Restatements to El Paso Corp.’s oil and natural gas reserves will slice $2.7 billion off the value of production assets, and the resulting restatements to hedge accounting will cut shareholder equity by $1 billion, the company announced Monday. However, as it overcomes the 41% downward revision to its reserves, CEO Doug Foshee said the company’s core businesses, led by its pipeline group, remain solid.
In a conference call to discuss the progress on its financial restatements with analysts Monday, Foshee said the company has nearly completed its oil and gas restatements, along with the hedge accounting, which it announced earlier this month (see Daily GPI, Aug. 11). Using a 58-page presentation via the Internet, Foshee reviewed the progress to date.
“The punch line to all this is that we still know we have challenges ahead, but we are beginning to see the clouds part,” Foshee said. Even with the obstacles in its production segment, Foshee said the core pipeline group “continues to perform well,” and there are “encouraging signs in the turnaround of our production business.”

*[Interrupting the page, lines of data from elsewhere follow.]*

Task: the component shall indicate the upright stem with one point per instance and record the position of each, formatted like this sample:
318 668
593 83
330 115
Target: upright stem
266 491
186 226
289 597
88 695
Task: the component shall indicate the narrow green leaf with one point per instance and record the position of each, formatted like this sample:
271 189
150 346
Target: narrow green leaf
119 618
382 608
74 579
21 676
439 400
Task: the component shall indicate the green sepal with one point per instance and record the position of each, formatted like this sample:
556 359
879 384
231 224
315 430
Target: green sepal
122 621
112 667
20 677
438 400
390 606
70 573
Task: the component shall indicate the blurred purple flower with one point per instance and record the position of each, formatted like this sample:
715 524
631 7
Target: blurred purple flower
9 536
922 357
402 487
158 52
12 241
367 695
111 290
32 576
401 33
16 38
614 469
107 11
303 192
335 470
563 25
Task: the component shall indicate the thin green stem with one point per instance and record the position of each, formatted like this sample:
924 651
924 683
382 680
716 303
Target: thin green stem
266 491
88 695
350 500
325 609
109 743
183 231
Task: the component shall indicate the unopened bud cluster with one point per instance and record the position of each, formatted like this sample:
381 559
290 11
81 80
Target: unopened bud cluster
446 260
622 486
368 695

CFO Dwight Scott previewed the restatements, and said a process is underway to address two basic issues: the reserves revision and related hedge accounting treatments. The reserves restatements are “nearly complete,” but he noted they have taken time because there is no clear methodology on how to restate the revisions, particularly for earlier periods. The company used Dec. 31, 2003 as its starting point and began “working backwards, adjusting each quarter for actual production and pricing, 2003 estimates of operating and capital costs, and re-engineering material property sales.
What it determined, said Scott, is $2.7 billion pre-tax reduction to the value of the oil and gas properties, with a corresponding after-tax reduction in shareholder equity. El Paso is also reviewing its hedge accounting, with the restatement principally impacting the company’s merchant and production segments. There is expected to be $1.6 billion in incremental ceiling test charges, which will be partially offset by $6 million less in debt, depreciation and amortization. The restatement, Scott said, will have “little, if any” impact on cash flow. El Paso expects to file its 2003 Form 10-K by the end of the third quarter, and its 1Q2004 and 2Q2004 Form 10-Qs by Nov. 30.

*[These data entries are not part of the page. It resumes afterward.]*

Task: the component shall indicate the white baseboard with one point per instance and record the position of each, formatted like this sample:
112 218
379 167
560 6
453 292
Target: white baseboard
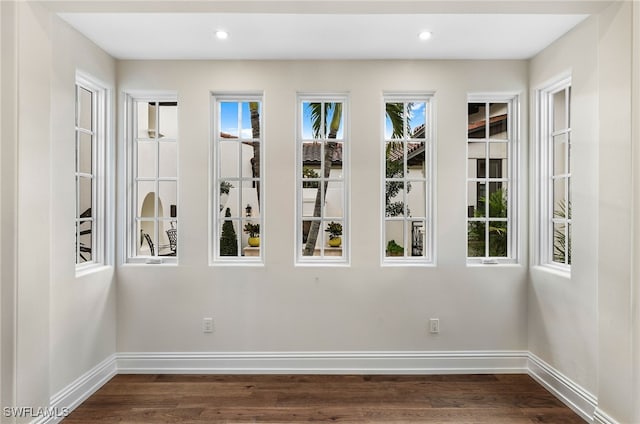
324 362
67 399
461 362
600 417
571 394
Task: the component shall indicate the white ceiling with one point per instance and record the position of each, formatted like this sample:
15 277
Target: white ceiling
172 35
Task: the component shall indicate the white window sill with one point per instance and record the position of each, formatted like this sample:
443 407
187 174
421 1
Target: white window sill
83 270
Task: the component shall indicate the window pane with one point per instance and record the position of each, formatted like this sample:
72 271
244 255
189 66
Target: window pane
312 124
228 236
146 120
168 120
146 244
250 120
497 239
333 204
85 230
395 156
229 159
394 238
85 153
168 196
335 118
476 239
333 159
251 157
498 120
497 200
309 174
477 159
146 159
418 235
168 159
415 195
146 199
228 124
476 120
417 120
498 160
309 246
559 242
333 236
394 121
559 198
560 121
476 193
416 160
85 196
394 198
85 112
560 150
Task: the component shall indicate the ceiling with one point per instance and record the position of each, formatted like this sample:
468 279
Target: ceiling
306 30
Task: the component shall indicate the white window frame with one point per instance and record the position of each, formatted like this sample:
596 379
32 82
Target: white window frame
132 236
216 215
545 176
98 170
429 242
323 259
512 180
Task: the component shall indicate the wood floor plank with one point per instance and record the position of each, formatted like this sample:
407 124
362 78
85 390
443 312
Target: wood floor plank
196 399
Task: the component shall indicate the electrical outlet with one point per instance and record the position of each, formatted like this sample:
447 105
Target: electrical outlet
207 325
434 325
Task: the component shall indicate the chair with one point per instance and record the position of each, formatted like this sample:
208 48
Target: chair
172 234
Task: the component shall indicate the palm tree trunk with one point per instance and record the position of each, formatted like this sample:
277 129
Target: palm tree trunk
329 149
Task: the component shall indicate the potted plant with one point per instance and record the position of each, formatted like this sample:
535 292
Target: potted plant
335 231
394 249
254 233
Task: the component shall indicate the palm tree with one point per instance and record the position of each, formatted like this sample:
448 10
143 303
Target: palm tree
396 114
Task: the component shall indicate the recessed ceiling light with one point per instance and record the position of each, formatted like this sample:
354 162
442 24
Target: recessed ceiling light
222 35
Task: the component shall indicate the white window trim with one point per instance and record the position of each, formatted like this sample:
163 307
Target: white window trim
544 190
430 151
100 243
214 179
345 259
131 175
513 179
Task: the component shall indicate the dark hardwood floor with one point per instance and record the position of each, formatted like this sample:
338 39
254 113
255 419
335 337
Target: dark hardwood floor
478 399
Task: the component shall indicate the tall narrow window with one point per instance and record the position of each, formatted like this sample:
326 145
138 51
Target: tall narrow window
322 170
153 232
237 189
89 163
491 190
555 173
408 175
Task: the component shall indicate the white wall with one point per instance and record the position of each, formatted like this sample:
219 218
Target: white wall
563 311
615 291
583 325
64 325
284 308
82 308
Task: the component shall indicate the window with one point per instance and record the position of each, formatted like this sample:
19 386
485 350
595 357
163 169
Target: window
407 181
555 174
491 173
237 189
153 207
322 178
90 134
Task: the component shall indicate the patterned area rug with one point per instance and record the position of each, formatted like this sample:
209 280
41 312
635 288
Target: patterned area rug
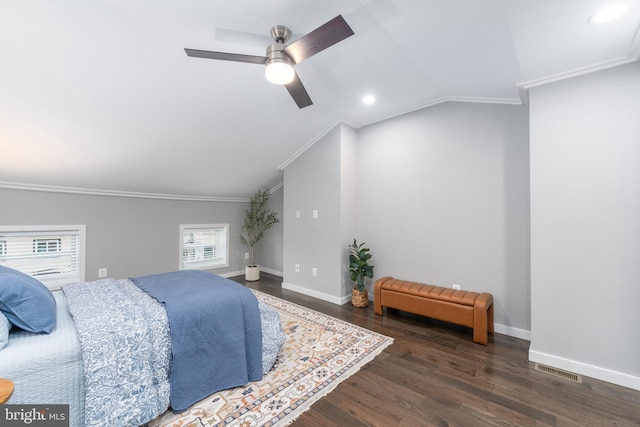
320 352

Despite the restatements, Foshee said asset sales are continuing, with $3.5 billion closed or announced, leading to a “sharp reduction in debt, and we expect that reduction to continue as we close as much as $1.8 billion in asset sales in the third quarter of 2004. Our cash flow has been consistent with our long-range plan, and we continue to benefit from natural gas and oil prices that are well above plan assumptions.”
What hasn’t slowed down is El Paso’s solid pipeline group. In his review, John Somerhalder said the group continues to “meet or exceed” the company’s long-range plans, and said the outlook is strong because of several expansions that will add significant capacity to its natural gas pipeline system. All of the planned pipe expansions are continuing as scheduled with no slowdowns, he said.

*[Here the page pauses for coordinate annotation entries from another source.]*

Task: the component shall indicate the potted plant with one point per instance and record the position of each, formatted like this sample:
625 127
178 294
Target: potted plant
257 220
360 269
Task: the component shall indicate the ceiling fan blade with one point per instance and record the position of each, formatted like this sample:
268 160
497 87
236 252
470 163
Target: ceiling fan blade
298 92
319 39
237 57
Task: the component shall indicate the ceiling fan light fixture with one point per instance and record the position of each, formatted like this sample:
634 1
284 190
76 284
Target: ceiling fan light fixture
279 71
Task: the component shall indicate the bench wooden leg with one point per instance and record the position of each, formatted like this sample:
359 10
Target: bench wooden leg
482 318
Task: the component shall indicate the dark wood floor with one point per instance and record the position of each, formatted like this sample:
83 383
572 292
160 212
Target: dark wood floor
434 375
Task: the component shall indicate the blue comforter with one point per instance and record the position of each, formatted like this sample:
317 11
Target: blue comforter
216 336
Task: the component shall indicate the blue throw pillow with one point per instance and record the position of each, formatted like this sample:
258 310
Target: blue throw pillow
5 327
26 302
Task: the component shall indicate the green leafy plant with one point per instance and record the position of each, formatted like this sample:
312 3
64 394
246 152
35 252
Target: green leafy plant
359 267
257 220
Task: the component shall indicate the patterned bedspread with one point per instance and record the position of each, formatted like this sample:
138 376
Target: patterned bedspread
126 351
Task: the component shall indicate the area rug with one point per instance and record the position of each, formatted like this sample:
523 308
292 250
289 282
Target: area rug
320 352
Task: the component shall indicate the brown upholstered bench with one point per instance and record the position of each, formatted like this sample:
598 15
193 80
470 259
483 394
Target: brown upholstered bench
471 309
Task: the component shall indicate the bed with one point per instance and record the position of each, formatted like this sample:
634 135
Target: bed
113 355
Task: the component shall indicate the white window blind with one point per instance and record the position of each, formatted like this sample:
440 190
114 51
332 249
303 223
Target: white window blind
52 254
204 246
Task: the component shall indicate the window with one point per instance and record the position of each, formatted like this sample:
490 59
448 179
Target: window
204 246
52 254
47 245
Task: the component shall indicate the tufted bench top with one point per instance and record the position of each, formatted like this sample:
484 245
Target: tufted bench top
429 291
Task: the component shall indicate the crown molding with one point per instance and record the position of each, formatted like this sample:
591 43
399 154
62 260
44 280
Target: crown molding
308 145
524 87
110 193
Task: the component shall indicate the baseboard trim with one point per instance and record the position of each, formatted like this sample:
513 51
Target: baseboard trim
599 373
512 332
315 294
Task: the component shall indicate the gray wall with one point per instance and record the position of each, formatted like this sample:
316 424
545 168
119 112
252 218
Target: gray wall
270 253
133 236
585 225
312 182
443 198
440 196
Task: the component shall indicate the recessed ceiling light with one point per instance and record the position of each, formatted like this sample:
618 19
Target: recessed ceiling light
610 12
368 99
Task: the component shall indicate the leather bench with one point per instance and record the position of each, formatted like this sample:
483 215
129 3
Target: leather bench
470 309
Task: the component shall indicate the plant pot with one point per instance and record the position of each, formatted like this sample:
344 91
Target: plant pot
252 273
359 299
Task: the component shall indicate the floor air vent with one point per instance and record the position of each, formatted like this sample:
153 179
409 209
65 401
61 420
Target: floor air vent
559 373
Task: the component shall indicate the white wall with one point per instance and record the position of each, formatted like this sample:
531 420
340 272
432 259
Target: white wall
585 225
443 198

Among other things, Somerhalder said progress continues on the new 750 MMcf/d Seafarer Pipeline project, which will transport gas from a proposed liquefied natural gas facility in the Bahamas to southern Florida. The project has secured a customer for all of the firm capacity and is working toward obtaining all regulatory approvals.
In the production group, Lisa Stewart, the former Apache Corp. executive who came on board to oversee the business in January, said she was encouraged by El Paso’s progress to rebuild. Currently, El Paso is producing 803 MMcfe/d, and though lower than estimated months ago, there are encouraging signs, she said. She estimated the final six months of 2004 will see production average between 825-875 MMcf/d, with some growth onshore in the United States and in Brazil. Gulf of Mexico production is flat and falling, but the company is “working hard” to stabilize the offshore, Stewart said.
Foshee also dismissed a question regarding the possible sale of the offshore properties. He said the Gulf of Mexico still held promise for the company, with more drilling planned now that the Group is stabilized.